Read more: Shinzo Abe's victory: A mandate to amend Japanese constitution?

Tensions rise over disputed East Sea territory

Fears over Senkaku islands

Tokyo's biggest concern is related to the Sino-Japanese tensions over Senkaku/Diaoyu islands in the East China Sea, a group of uninhabited islets which lie half-way between Japan and China. They are administered by Tokyo but are claimed by Beijing.

Effectively undefended, Tokyo fears that Chinese troops could very quickly occupy and militarize the islands.
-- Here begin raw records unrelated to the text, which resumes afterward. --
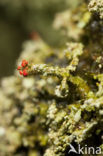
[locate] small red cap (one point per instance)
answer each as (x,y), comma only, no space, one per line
(24,63)
(21,73)
(19,67)
(25,73)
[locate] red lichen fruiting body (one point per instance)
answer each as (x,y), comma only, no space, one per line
(19,68)
(24,63)
(21,73)
(25,73)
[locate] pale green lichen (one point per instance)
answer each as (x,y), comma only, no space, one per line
(61,100)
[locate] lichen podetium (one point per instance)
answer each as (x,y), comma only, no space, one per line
(57,97)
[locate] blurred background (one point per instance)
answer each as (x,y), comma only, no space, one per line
(19,19)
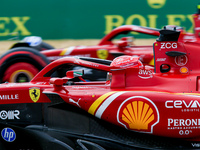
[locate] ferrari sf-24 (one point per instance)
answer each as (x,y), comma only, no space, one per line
(137,107)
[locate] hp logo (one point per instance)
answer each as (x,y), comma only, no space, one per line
(8,134)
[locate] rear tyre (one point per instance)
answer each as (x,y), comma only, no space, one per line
(20,72)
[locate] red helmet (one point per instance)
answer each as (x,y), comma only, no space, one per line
(126,62)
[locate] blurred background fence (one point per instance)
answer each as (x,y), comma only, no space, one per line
(89,19)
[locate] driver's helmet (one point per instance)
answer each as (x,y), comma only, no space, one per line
(174,27)
(129,40)
(124,62)
(127,62)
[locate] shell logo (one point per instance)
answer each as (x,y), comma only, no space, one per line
(138,113)
(156,4)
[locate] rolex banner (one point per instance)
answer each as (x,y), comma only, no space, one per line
(90,19)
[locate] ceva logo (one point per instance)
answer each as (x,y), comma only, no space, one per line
(156,4)
(8,134)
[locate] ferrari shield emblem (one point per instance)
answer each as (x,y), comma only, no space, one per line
(102,53)
(34,93)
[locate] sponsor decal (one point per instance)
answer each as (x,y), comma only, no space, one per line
(33,40)
(168,45)
(184,70)
(8,134)
(102,103)
(9,97)
(184,126)
(10,114)
(160,59)
(185,106)
(138,113)
(181,60)
(75,102)
(34,94)
(145,74)
(102,53)
(156,4)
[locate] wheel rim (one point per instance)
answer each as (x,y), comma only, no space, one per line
(20,72)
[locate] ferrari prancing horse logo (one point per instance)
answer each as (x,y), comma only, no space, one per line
(34,93)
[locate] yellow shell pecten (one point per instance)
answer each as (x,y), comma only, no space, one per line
(138,115)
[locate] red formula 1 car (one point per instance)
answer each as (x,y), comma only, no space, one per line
(138,107)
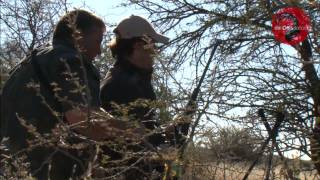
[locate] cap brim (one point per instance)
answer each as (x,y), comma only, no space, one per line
(158,38)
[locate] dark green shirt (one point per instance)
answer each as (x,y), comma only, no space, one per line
(74,81)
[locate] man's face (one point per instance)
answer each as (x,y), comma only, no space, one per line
(90,42)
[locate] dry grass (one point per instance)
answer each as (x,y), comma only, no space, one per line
(235,171)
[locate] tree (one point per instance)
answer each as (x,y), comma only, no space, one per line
(252,70)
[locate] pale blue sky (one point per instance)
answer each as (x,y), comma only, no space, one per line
(108,9)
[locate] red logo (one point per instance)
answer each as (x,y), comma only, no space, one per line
(290,25)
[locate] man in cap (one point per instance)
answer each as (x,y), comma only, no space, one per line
(127,89)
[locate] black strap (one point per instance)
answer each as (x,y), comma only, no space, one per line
(42,78)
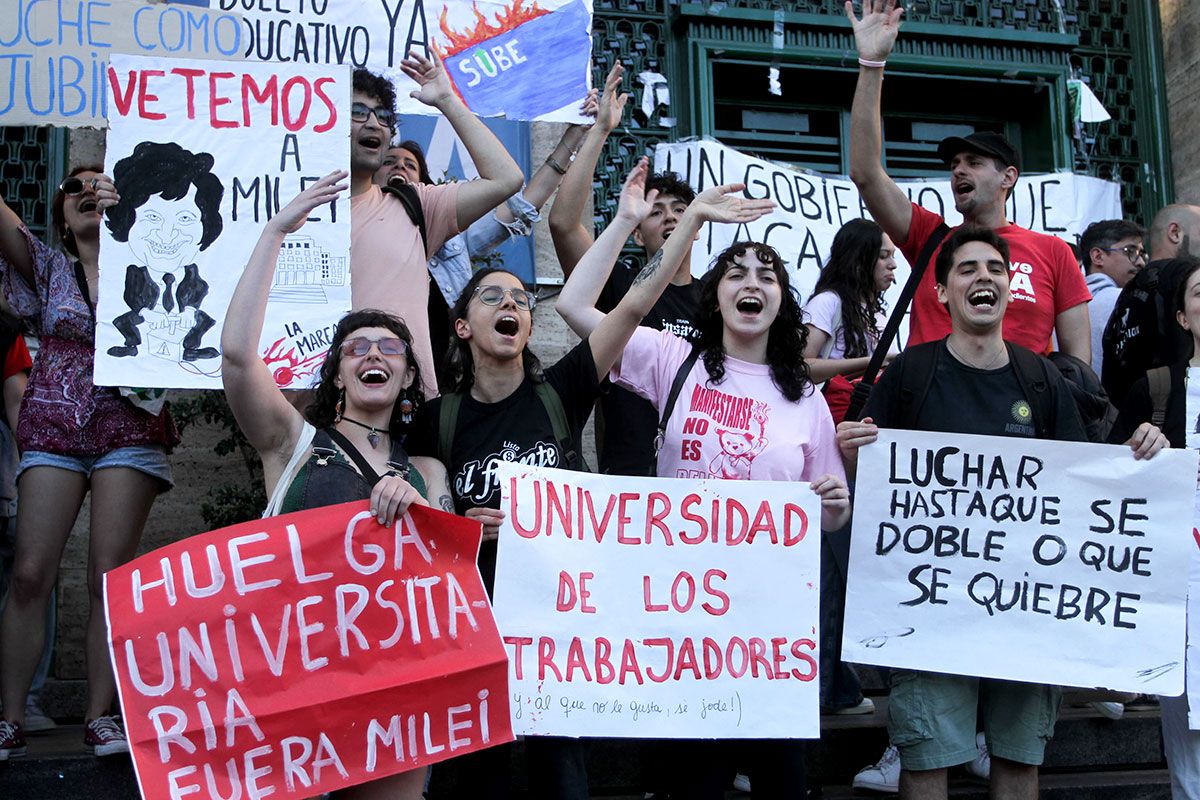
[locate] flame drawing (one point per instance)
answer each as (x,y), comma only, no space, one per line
(508,19)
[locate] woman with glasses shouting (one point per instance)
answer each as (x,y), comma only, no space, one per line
(507,408)
(347,445)
(75,437)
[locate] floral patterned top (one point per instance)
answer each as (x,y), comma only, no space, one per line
(63,411)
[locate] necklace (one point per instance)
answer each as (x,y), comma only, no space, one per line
(995,359)
(373,433)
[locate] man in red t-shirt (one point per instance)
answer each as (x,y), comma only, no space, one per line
(1049,295)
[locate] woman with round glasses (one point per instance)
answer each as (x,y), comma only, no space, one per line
(503,409)
(347,445)
(75,437)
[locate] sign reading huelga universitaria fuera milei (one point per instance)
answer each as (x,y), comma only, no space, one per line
(659,607)
(1043,561)
(306,653)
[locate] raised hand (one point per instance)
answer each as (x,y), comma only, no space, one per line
(875,34)
(292,217)
(720,204)
(432,82)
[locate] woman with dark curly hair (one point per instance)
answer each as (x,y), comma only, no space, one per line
(75,437)
(751,413)
(348,444)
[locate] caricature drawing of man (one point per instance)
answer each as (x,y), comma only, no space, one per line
(168,212)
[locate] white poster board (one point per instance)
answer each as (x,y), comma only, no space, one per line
(810,208)
(203,154)
(659,607)
(1041,561)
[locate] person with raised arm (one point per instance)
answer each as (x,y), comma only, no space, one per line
(347,445)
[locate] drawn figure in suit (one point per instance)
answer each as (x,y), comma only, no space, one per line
(169,211)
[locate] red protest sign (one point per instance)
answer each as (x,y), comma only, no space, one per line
(305,653)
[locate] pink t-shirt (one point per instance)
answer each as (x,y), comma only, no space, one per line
(389,270)
(742,428)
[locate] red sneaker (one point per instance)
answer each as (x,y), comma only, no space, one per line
(105,737)
(12,740)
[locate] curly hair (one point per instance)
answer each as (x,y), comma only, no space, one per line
(167,169)
(459,368)
(322,411)
(58,215)
(850,274)
(786,336)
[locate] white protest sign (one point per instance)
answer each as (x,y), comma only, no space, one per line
(1041,561)
(517,58)
(659,608)
(203,155)
(811,208)
(53,54)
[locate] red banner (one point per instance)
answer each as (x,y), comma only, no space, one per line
(305,653)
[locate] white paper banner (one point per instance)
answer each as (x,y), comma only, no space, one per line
(659,607)
(811,208)
(1042,561)
(516,58)
(203,154)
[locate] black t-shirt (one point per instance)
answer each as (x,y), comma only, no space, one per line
(625,422)
(965,400)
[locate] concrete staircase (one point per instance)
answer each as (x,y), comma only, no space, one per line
(1091,758)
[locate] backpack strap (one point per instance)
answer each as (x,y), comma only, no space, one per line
(1032,373)
(858,400)
(1159,379)
(672,396)
(412,200)
(448,423)
(917,368)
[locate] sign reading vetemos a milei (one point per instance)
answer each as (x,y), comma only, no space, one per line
(515,58)
(659,607)
(1042,561)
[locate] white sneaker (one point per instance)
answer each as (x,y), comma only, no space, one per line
(982,764)
(36,721)
(883,776)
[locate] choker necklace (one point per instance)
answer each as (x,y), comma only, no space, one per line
(373,433)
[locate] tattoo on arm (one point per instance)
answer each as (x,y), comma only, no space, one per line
(651,268)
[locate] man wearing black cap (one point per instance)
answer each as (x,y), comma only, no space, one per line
(1049,293)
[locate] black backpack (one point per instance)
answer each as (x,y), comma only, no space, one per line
(1141,334)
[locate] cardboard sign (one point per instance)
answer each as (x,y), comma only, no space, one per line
(203,155)
(515,58)
(306,653)
(659,607)
(811,208)
(53,55)
(1042,561)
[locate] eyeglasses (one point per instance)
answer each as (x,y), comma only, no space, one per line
(1133,252)
(360,112)
(360,346)
(72,186)
(493,295)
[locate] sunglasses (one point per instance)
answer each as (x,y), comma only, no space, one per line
(493,295)
(360,346)
(360,112)
(73,186)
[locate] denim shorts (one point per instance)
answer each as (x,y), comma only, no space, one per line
(931,719)
(150,459)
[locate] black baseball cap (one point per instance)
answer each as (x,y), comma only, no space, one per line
(987,143)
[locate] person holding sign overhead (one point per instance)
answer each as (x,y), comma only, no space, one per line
(972,382)
(75,437)
(736,403)
(347,445)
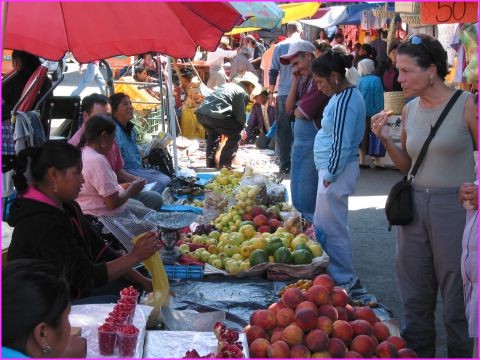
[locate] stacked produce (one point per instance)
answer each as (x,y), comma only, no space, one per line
(228,344)
(320,322)
(226,181)
(242,244)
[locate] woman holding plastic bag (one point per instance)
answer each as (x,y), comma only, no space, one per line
(50,225)
(429,249)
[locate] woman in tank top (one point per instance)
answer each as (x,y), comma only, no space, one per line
(429,248)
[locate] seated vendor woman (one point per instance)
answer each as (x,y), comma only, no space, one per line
(49,225)
(35,308)
(126,137)
(101,194)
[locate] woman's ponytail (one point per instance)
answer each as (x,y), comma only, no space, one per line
(22,168)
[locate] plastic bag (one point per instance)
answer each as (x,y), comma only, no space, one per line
(213,205)
(161,288)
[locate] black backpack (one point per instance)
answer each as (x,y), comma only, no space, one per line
(161,160)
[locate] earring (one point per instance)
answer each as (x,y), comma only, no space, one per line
(47,349)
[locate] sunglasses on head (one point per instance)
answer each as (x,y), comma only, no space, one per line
(417,40)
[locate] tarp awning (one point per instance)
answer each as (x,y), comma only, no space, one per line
(343,15)
(293,12)
(266,15)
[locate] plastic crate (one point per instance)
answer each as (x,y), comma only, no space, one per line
(184,271)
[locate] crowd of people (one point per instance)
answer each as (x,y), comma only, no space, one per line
(324,101)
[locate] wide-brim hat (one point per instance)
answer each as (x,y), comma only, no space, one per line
(251,78)
(295,48)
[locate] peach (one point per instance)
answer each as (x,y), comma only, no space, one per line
(337,348)
(364,345)
(342,313)
(350,312)
(407,353)
(339,297)
(318,294)
(317,340)
(365,313)
(292,297)
(265,319)
(328,311)
(397,341)
(285,317)
(361,327)
(258,348)
(325,324)
(274,223)
(381,331)
(307,305)
(352,354)
(247,217)
(299,351)
(275,307)
(278,350)
(264,228)
(386,350)
(253,332)
(306,319)
(342,330)
(326,281)
(276,334)
(257,210)
(292,334)
(321,354)
(260,220)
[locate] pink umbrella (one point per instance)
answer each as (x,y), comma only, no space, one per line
(99,30)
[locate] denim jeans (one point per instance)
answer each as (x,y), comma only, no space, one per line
(91,73)
(283,134)
(304,175)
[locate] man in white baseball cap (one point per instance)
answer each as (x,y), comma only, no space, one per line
(306,103)
(215,61)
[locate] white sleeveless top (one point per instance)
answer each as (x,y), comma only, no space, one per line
(449,160)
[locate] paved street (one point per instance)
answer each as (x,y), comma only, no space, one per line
(373,244)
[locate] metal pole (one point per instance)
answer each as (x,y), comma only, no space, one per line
(171,108)
(4,21)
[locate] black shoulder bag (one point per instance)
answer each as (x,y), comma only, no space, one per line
(399,205)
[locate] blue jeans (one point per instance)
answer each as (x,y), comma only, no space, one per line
(304,175)
(91,73)
(283,134)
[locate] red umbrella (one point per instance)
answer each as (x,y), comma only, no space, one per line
(99,30)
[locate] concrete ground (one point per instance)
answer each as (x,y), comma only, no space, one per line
(373,245)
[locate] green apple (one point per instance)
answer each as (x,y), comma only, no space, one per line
(217,263)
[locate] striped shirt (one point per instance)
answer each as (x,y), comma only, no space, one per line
(343,126)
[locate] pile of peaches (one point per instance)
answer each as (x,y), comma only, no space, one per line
(321,322)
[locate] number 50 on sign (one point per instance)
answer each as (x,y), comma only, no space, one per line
(445,12)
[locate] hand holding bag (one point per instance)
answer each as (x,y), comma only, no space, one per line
(399,205)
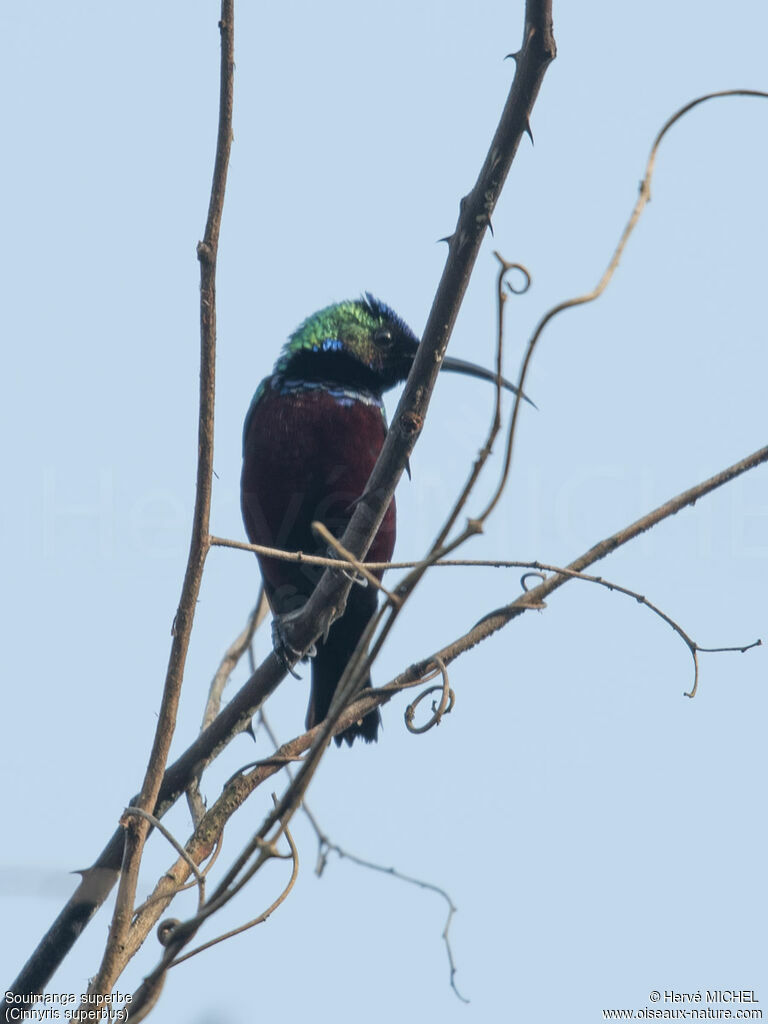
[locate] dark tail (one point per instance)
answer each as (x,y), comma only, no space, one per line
(330,662)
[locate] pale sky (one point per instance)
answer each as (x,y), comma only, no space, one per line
(602,836)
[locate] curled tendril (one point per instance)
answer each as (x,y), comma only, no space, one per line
(526,576)
(448,699)
(526,279)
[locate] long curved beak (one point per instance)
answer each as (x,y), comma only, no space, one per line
(471,370)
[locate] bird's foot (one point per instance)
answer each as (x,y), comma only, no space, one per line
(286,653)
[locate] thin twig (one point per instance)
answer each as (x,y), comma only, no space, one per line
(323,531)
(262,916)
(157,823)
(138,828)
(394,873)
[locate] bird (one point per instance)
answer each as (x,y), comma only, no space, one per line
(311,436)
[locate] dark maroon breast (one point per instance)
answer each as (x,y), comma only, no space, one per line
(307,456)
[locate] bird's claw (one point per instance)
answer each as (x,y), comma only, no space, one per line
(285,652)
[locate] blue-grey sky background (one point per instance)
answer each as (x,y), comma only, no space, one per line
(601,835)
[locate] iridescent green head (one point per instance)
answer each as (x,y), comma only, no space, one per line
(359,344)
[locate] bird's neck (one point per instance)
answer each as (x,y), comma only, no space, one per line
(334,370)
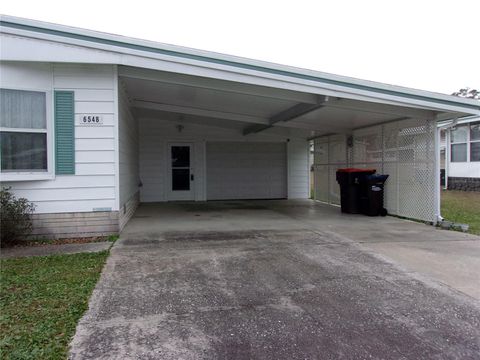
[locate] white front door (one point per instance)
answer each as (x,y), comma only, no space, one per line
(180,171)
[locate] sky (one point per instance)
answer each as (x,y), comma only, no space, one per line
(422,44)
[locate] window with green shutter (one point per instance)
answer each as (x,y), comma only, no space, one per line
(64,133)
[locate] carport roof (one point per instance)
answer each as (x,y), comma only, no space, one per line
(335,97)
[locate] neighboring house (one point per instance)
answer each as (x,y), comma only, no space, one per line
(460,154)
(92,124)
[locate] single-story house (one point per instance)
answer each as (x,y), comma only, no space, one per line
(92,124)
(460,153)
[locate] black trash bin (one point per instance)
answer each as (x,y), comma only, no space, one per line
(371,198)
(352,181)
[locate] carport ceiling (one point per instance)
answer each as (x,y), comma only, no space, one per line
(251,108)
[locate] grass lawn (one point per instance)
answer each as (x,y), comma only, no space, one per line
(462,207)
(41,301)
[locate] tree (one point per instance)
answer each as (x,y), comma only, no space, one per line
(467,93)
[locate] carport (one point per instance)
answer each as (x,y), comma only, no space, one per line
(242,129)
(178,124)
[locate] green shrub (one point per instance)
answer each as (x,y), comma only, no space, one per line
(15,220)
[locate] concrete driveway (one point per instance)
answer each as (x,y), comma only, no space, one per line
(277,280)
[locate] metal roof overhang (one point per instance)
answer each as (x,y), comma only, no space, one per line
(177,83)
(251,109)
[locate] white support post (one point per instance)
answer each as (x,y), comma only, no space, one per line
(437,189)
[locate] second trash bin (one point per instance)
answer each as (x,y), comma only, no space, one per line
(352,185)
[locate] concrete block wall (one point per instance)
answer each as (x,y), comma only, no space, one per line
(75,224)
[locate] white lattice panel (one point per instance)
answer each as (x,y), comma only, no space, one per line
(405,150)
(337,149)
(367,145)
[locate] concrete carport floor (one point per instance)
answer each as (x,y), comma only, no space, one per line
(276,280)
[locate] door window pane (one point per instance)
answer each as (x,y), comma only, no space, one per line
(475,131)
(459,134)
(180,156)
(475,151)
(181,179)
(24,151)
(23,109)
(459,153)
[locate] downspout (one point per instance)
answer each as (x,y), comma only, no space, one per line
(446,127)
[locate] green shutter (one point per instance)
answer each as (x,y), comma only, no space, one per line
(64,133)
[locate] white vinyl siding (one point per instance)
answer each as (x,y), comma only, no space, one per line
(246,170)
(93,186)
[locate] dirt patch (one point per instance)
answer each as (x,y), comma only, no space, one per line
(80,240)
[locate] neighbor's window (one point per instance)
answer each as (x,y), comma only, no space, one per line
(23,130)
(458,138)
(465,143)
(475,141)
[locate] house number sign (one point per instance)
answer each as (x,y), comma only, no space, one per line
(90,120)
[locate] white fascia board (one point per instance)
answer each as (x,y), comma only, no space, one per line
(321,83)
Consequently, Japan is developing new defensive capabilities that would be used to retake the islands, with the upgraded Izumo-class ships a key part of that as F-35s would be able to provide close-in support over the territory.

Read more: Japan protests after spotting Chinese ships near disputed islets

Of the two, Kingston believes that North Korea is presently at the forefront of Tokyo's thinking when it comes to the Izumo warships.

"Japan is clearly very anxious about the threat posed by North Korea, which fired 20 missiles in 2017," he said. "The feeling is that Japan needs to beef up its anti-missile defenses at home, as well as have the ability to strike at targets in North Korea if there is a direct threat to Japan.

"And the argument is that an aircraft carrier that would be tasked with carrying out a pre-emptive attack on targets inside North Korea, would be acting defensively because it would be protecting Japan," he said.

Kingston dismisses China's objections to Japan deploying aircraft carriers.

"Japan will say — quite rightly — that it lives in a dangerous neighborhood, that it cannot continue to bury its head in the sand of unilateral pacifism and that it exists in a very different threat environment than it did in the 20th century," he said.

Read more: Japan approves record draft defense budget amid North Korea threat

'China cannot complain'

"China cannot complain; it is developing its own aircraft carrier capabilities and its military budget has seen double-digit growth rates for the last 20 years or so and presently stands at about three times that of Japan," Kingston pointed out.

Stephen Nagy, a senior associate professor of international relations at Tokyo's International Christian University, believes that the Japanese government will do everything in its power to portray any enhancement in the ships' capabilities as defensive in nature.

"The question of 'projection of power' is largely a matter of semantics at this point, but the fact is that if they go ahead then the vessels will be able to launch fighter aircraft," said Nagy, who is also a fellow of the Asia Pacific Foundation of Canada. "So they are walking a very fine line between defensive and offensive power."

And that ambiguity is "going to create further tensions in the region, most notably with China," Nagy told DW.